A boa notícia é que você não precisa dominar todo o conteúdo de uma vez para começar uma preparação eficiente. O mais importante é criar uma base sólida, entender como a prova funciona e desenvolver uma rotina de estudos que seja compatível com a sua realidade.
Independentemente de você estar começando meses antes da prova ou tenha decidido iniciar a preparação mais perto do exame, ainda é possível evoluir de forma consistente. O segredo está em estudar com estratégia, priorizando os conteúdos certos e mantendo a constância ao longo da preparação.

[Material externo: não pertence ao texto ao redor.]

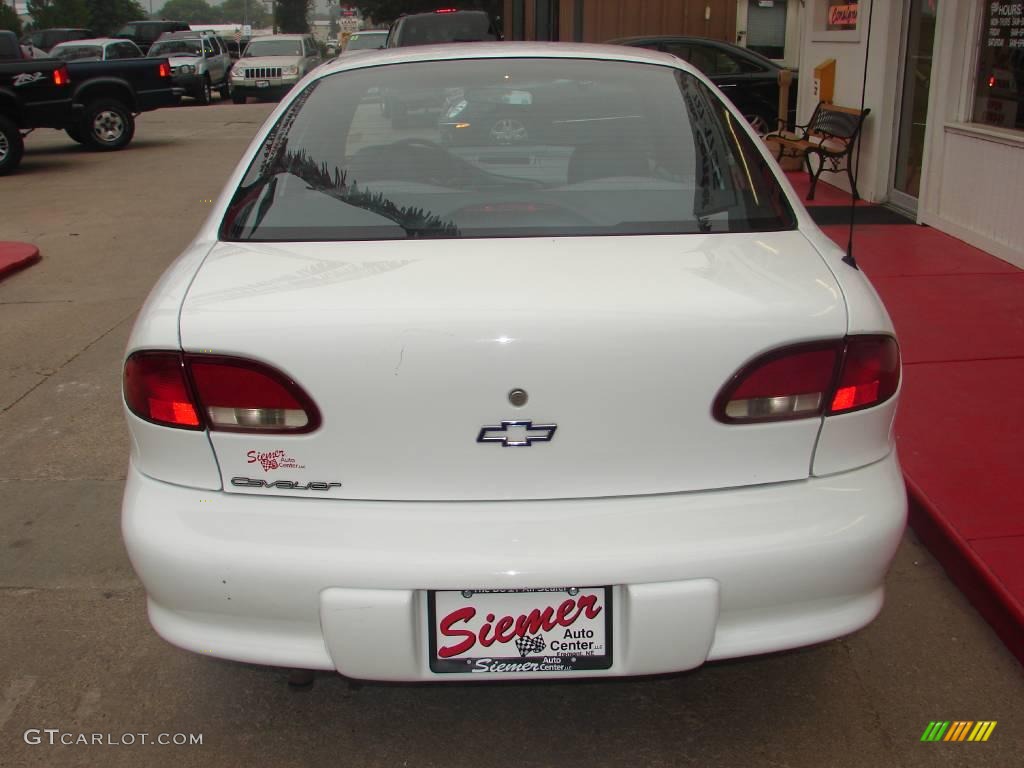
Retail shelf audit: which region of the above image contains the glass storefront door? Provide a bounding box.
[890,0,939,211]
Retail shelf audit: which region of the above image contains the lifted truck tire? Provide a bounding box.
[65,123,85,144]
[196,78,213,106]
[0,115,25,176]
[80,98,135,152]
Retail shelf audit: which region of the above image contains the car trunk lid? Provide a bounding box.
[180,231,847,501]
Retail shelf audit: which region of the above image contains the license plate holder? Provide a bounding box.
[427,587,612,674]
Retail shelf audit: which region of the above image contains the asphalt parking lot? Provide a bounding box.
[0,101,1024,768]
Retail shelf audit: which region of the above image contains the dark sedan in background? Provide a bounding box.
[608,35,797,135]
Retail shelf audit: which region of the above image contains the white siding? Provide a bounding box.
[927,126,1024,266]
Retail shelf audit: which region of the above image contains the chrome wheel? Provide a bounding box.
[490,118,529,144]
[92,110,125,144]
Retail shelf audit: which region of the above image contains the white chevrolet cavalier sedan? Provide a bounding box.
[123,43,906,681]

Neste guia, você vai descobrir por onde começar a estudar para o Enem, como organizar sua rotina, quais conteúdos priorizar e quais hábitos ajudam a tornar seus estudos mais eficientes.
NAVEGUE PELOS CONTEÚDOS
Por onde começar a estudar para o Enem?
Antes de abrir um livro ou assistir à primeira videoaula, é importante entender que estudar para o Enem vai muito além de memorizar conteúdos. O exame avalia competências, interpretação e capacidade de relacionar diferentes áreas do conhecimento.
Por isso, começar pelos conteúdos sem conhecer a estrutura da prova costuma gerar desperdício de tempo e uma sensação constante de que nunca será possível estudar tudo.
Uma preparação eficiente começa seguindo alguns passos simples:
- conhecer o formato da prova e suas áreas de conhecimento;
- entender quais competências e habilidades são avaliadas;
- organizar uma rotina de estudos compatível com sua realidade;
- escolher materiais de estudo confiáveis;
- montar um cronograma que inclua teoria, exercícios e revisões.
Seguindo essa sequência, você cria uma base organizada para evoluir gradualmente, sem precisar estudar de forma desordenada ou tentar aprender todos os conteúdos ao mesmo tempo.
Como é a estrutura da prova do Enem?
Antes de mergulhar nos estudos, você precisa conhecer seu "adversário". O Enem não é uma prova qualquer: ele tem características próprias que influenciam diretamente como você deve se preparar. Conhecer essas particularidades desde o início vai economizar meses de estudo mal direcionado.
Além de conhecer a quantidade de questões e a divisão por áreas, é importante entender que o Enem é elaborado com base em uma matriz de competências e habilidades definida pelo Instituto Nacional de Estudos e Pesquisas Educacionais Anísio Teixeira (Inep). Em vez de cobrar apenas memorização, o exame avalia a capacidade de interpretar informações, resolver problemas e aplicar conhecimentos em diferentes contextos.
O exame acontece em dois domingos consecutivos, geralmente em novembro. No primeiro dia, você encara 90 questões divididas entre Linguagens (45 questões) e Ciências Humanas (45 questões), além da redação dissertativo-argumentativa. No segundo dia, você responde mais 90 questões: 45 de Matemática e 45 de Ciências da Natureza.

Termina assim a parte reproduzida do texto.